Sunday, March 23, 2014
Book Review - Josey Baker Bread
About the Book
This is the first true entry-level bread-baking cookbook, from Josey Baker (that's his real name!), a former science teacher turned San Francisco baking sensation. Josey Baker Bread combines step-by-step lessons with more than 100 photographs, offering easy-to-follow guidance for aspiring bakers. Recipes start with the basic formula for making bread— requiring little more than flour, water, time, and a pan—and build in depth and detail as the user progresses to more complex loaves, including Josey's cult favorite Dark Mountain Rye. With chapters dedicated to pizza, pocketbreads, and treats, Josey's playful, encouraging tone makes for a fun read full of great advice for bakers of all levels.
My Take on the Book
Yes, Josey's last name is Baker and yes he wrote a very detailed cookbook/instruction book about bread baking. The chapters include: an introduction to bread making, sour dough bread, seeds and cheese breads, whole wheat breads, rye,l spelt and kamut breads,l pizza, pocket breads, and sweet breads. There are many beautiful photos of the finished products and the steps along the way to producing the items.

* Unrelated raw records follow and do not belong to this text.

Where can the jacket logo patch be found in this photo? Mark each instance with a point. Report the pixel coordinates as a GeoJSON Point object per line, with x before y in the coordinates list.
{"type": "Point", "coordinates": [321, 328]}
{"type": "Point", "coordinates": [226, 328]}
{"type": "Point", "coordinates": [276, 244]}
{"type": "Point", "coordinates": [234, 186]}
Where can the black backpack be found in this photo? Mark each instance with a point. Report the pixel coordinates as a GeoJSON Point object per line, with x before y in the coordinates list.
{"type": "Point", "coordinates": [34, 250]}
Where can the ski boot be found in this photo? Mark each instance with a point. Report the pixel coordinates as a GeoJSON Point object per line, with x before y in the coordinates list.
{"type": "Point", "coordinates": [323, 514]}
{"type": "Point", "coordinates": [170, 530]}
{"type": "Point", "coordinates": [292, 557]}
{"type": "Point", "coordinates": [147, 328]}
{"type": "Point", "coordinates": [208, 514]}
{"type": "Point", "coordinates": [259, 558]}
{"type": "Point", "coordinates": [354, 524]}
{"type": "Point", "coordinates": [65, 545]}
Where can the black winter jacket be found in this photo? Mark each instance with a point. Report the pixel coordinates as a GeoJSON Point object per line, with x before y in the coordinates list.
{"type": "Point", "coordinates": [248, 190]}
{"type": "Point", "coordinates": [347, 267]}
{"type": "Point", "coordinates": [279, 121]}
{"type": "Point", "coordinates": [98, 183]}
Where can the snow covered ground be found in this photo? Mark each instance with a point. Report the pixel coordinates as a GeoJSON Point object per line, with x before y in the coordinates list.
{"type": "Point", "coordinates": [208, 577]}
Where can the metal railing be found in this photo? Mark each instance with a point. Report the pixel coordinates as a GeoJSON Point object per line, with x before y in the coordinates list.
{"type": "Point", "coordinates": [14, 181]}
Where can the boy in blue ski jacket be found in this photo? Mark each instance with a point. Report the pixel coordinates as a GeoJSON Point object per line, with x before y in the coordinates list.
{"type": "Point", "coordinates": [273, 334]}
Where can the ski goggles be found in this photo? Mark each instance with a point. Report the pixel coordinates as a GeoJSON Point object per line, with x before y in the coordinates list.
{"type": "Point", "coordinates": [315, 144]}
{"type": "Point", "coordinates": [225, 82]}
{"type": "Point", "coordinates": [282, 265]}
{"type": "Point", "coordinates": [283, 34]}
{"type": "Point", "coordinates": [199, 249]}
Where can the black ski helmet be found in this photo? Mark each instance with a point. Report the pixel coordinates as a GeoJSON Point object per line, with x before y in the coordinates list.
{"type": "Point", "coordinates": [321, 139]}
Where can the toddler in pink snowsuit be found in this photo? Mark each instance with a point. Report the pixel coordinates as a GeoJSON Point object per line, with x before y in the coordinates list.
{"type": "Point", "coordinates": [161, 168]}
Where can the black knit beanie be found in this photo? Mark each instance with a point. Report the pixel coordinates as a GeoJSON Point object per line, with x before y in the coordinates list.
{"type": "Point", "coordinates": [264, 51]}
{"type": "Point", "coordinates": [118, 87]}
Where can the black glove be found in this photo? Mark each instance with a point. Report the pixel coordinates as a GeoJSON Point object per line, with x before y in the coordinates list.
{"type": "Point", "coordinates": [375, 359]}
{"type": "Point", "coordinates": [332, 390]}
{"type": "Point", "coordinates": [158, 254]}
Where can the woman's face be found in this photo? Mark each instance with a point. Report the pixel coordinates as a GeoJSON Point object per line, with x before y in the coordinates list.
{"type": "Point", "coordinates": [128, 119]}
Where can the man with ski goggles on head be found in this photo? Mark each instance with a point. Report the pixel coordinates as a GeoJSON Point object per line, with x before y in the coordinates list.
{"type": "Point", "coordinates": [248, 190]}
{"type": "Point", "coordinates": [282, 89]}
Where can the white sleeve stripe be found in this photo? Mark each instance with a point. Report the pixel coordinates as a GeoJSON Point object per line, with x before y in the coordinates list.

This is not your typical bread cookbook. Josey Baker is serious about having a conversation with the reader. He gives you insight and encouragement along the way.
Josey takes the time to talk you through each step. It is like having him in your kitchen with you as you are baking. He includes tips, charts for making more than one loaf of the same kind of bread, and American and metric measurements.
If you are serious about learning how to bake breads, scones, cookies, pizza, and pocket breads, then I believe you will find this book a very valuable resource.